Walking fingerprinting

Abstract

We consider the problem of predicting an individual's identity from accelerometry data collected during walking. In a previous paper, we transformed the accelerometry time series into an image by constructing the joint distribution of the acceleration and lagged acceleration for a vector of lags. Predictors derived by partitioning this image into grid cells were used in logistic regression to predict individuals. Here, we (a) implement machine learning methods for prediction using the grid cell-derived predictors; (b) derive inferential methods to screen for the most predictive grid cells while adjusting for correlation and multiple comparisons; and (c) develop a novel multivariate functional regression model that avoids partitioning the predictor space. Prediction methods are compared on two open source acceleometry data sets collected from: (a) 32 individuals walking on a $1.06$ km path; and (b) six repetitions of walking on a 20 m path on two occasions at least 1 week apart for 153 study participants. In the 32-individual study, all methods achieve at least 95% rank-1 accuracy, while in the 153-individual study, accuracy varies from 41% to 98%, depending on the method and prediction task. Methods provide insights into why some individuals are easier to predict than others.

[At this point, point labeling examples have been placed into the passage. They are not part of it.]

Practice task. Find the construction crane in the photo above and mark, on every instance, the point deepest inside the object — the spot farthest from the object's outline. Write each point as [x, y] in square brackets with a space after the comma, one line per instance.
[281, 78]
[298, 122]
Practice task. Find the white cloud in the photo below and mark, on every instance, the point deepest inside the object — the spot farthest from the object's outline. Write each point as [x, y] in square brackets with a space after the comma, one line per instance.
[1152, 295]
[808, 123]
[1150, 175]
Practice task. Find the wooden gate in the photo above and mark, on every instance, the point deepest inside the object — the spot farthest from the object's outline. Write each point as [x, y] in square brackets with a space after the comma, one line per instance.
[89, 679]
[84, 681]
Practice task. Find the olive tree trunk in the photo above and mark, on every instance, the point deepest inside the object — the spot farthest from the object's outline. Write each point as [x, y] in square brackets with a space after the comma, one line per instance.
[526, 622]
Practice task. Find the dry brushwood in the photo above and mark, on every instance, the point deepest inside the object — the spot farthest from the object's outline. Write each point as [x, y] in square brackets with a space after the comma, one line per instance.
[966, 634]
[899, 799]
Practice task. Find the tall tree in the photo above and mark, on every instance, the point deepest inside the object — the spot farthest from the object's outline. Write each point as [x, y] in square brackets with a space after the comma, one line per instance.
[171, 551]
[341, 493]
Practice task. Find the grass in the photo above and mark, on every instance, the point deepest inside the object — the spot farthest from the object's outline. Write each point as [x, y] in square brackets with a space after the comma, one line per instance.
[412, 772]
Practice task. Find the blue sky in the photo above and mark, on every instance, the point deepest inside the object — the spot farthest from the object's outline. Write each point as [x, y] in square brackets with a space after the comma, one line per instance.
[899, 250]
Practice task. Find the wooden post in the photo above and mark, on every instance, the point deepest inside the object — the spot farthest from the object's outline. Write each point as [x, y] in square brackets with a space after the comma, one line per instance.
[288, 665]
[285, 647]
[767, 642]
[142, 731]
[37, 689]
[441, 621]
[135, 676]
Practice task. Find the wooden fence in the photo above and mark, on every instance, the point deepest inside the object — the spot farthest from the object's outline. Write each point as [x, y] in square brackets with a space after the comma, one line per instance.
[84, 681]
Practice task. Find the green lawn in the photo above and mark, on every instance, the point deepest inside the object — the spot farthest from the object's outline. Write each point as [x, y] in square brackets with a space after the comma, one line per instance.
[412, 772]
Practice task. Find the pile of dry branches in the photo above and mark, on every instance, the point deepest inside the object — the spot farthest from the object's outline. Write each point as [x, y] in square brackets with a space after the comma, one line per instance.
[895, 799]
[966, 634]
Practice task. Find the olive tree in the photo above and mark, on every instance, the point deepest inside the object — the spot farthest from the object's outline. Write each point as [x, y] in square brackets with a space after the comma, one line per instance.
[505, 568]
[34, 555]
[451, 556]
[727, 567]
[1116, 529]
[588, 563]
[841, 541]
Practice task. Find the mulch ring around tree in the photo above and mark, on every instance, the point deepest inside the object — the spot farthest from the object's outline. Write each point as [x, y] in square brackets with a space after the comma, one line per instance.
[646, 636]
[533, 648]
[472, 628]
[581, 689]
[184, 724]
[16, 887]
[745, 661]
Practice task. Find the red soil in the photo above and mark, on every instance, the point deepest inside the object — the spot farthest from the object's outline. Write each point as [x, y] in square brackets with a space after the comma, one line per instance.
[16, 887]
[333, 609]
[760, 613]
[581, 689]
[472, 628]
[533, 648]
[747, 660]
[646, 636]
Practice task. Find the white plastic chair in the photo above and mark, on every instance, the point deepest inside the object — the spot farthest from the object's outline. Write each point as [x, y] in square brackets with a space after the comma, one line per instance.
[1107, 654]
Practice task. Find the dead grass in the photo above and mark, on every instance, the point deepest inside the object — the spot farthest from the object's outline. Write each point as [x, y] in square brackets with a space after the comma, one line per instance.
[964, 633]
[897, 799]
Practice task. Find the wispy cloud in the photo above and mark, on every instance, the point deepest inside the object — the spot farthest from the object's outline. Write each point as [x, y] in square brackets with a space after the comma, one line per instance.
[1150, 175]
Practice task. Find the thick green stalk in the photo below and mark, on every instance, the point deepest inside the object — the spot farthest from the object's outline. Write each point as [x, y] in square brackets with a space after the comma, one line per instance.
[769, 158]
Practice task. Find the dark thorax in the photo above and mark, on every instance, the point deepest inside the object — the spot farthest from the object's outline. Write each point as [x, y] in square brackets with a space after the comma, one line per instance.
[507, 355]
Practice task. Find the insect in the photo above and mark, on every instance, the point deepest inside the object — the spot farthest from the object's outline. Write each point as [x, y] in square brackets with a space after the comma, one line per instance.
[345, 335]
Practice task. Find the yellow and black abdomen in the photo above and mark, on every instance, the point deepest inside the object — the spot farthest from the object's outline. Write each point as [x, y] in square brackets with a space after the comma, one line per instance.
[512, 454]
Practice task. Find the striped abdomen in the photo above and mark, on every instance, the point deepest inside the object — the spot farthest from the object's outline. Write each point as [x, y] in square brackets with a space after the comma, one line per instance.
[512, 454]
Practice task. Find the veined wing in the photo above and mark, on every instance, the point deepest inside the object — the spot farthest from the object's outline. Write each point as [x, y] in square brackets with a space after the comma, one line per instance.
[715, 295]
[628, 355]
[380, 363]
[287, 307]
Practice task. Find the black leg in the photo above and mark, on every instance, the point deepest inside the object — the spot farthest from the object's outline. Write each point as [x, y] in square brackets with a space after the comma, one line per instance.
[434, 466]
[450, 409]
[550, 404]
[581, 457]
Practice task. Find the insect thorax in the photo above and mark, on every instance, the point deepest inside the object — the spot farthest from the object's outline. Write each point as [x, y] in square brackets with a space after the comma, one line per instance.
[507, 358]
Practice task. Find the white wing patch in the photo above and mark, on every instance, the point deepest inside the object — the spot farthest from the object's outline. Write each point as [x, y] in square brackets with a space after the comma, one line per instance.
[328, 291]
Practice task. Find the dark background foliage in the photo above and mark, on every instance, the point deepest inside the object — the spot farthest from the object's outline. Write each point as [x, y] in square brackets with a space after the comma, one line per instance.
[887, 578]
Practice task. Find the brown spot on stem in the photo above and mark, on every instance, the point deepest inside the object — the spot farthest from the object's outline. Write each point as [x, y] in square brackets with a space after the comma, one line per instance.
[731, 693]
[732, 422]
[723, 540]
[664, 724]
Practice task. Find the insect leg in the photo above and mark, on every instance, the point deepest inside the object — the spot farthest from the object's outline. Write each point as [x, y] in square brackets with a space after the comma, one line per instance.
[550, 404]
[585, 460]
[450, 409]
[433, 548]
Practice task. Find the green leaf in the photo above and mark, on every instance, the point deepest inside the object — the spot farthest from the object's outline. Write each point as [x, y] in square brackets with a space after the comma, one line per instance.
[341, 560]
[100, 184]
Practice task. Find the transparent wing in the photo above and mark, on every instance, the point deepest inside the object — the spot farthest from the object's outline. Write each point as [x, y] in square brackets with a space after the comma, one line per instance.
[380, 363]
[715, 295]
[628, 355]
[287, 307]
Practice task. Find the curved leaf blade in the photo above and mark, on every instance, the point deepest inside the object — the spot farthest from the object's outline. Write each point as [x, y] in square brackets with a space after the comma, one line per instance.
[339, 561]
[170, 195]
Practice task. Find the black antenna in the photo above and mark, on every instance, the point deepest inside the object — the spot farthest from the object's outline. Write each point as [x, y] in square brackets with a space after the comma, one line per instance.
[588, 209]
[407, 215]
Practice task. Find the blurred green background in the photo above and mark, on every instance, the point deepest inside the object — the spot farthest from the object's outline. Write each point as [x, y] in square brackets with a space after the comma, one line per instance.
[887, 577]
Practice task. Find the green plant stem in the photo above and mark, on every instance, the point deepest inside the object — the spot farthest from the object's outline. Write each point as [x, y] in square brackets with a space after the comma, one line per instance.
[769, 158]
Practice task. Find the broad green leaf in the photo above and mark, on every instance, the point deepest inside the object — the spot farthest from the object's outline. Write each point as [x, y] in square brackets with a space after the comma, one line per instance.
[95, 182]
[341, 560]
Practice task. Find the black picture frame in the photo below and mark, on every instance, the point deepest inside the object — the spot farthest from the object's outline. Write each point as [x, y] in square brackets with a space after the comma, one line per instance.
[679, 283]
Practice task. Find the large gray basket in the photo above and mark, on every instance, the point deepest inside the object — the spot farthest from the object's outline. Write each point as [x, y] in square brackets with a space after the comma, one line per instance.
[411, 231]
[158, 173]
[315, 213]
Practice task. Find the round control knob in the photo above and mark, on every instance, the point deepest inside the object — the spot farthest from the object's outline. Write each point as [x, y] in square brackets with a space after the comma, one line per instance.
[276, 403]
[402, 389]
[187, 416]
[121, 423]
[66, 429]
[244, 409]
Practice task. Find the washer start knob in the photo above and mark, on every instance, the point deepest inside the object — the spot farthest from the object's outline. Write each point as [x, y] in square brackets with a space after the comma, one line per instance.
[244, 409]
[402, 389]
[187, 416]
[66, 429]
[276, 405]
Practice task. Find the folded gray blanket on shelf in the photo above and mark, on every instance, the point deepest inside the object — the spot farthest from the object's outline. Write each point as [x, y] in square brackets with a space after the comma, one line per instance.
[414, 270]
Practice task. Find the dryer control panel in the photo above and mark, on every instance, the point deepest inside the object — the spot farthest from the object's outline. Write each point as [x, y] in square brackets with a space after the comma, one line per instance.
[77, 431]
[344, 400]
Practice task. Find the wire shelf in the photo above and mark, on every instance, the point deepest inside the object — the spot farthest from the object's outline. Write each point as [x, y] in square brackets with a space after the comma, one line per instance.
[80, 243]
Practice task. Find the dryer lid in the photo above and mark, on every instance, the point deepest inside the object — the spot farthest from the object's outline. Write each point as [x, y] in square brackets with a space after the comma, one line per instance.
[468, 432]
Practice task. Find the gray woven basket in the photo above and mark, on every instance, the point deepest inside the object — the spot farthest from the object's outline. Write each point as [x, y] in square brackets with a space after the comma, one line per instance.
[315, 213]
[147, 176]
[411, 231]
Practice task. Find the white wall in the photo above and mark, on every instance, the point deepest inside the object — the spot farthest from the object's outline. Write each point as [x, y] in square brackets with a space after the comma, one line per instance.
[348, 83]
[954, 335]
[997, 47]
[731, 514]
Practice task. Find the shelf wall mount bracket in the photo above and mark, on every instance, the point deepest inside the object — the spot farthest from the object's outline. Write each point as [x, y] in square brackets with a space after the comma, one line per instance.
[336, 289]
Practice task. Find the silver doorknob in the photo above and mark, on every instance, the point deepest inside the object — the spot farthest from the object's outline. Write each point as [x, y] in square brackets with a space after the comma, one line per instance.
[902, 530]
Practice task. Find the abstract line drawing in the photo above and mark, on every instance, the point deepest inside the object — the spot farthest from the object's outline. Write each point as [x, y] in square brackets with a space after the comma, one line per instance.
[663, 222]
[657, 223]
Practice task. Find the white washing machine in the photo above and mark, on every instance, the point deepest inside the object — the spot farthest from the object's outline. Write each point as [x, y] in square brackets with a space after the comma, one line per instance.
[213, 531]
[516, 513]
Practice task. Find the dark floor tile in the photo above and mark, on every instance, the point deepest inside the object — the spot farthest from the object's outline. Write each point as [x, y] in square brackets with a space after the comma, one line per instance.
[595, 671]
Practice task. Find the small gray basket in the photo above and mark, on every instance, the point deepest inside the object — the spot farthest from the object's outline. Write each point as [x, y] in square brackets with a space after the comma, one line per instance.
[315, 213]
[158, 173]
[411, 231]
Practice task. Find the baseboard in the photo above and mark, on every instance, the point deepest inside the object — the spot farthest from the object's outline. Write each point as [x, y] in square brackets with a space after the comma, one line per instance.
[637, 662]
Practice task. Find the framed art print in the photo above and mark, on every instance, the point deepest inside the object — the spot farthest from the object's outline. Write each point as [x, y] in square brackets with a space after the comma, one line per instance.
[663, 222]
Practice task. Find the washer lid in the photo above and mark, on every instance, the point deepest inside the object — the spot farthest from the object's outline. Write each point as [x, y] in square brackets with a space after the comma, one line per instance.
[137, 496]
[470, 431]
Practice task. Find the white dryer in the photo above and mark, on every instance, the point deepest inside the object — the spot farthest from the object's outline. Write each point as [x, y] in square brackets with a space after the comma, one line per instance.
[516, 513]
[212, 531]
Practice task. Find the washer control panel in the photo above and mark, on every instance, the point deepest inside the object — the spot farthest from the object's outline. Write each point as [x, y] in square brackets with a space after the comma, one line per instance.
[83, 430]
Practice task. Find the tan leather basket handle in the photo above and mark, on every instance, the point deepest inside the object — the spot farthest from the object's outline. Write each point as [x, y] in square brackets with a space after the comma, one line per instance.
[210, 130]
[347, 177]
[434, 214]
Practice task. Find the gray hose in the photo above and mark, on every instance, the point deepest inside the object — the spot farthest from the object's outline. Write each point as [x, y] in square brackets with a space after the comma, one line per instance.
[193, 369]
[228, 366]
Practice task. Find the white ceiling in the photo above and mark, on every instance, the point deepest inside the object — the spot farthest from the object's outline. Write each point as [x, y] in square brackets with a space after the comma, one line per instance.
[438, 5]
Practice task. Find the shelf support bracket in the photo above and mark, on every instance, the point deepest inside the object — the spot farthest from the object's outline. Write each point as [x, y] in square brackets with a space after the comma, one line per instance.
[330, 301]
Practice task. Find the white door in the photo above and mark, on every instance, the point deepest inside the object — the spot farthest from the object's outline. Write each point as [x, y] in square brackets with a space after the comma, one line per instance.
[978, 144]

Keywords: accelerometry; biometrics; functional data.

Figure 1.

Eight 3-s intervals shown from different study participants. Data are a single time series obtained as the sum of squares of observed accelerations along the three axes. The left panels provide the information about the identity of study participants, whereas the right panels do not. The questions are (a) among the individuals shown in the right plots, is there any individual whose data are displayed in the left panels? and (b) if yes, then which ones? The answer to the riddle is provided at the end of the discussion and in the acknowledgements.

Figure 2.

Subset of the empirical joint distribution of acceleration and lag acceleration for Subject 19 in the IU data. The pairs $\{v_{ij}(s-u),v_{ij}(s)\}$ are plotted for $u=1,15,30,45$ centiseconds (columns) and $j=1,2$ s (rows).

Figure 3.

Predictor extraction for Subject 19. The values of $X_{ijc}$ for Subject 19 in the IU data are shown for $u=1,15,30,45$ (columns) and $j=1,2$ (rows). The white number in each grid cell is the value of $X_{ijc}$ for that cell. For example, $X_{i=19,j=2,c=[0.75,1.00),[0.75,1.00)}=61$ and is shown in the bottom-left corner of the plot. Only a subset of the grid cells is shown as the other grid cells have no observations for these two seconds.

Figure 4.

Classification metrics over varying number of seconds in testing data. First row: rank-1 accuracies; Second row: rank-5 accuracies. Each column corresponds to different data and prediction tasks. The lines show how accuracy for each model changes as the number of seconds averaged over in the testing data is increased.

Figure 5.

Significant grid cells from image partitioning, Subject 143 ZJU Session 1. (a) Grid cells that are significant in distinguishing Subject 143 from the other subjects in the ZJU S1 task. (b) Grid cells that are significant after adjusting for correlation and multiplicity. (a) Unadjusted and (b) Correlation and Multiplicity Adjusted.

Figure 6.

Comparison of data from well and poorly predicted subjects. Panel (a) demonstrates a subset of the joint distribution for subject 5 (left) and subject 79 (right) in session 1 (top row) and session 2 (bottom row). The images are similar between sessions and these individuals were correctly identified in session 2 from their session 1 data. Panel (b) shows the same subset of the joint distribution for subject 3 (left) and subject 136 (right) in session 1 (top row) and session 2 (bottom row). The images do not look similar, and hence these individuals were not correctly predicted in the ZJU S1S2 task.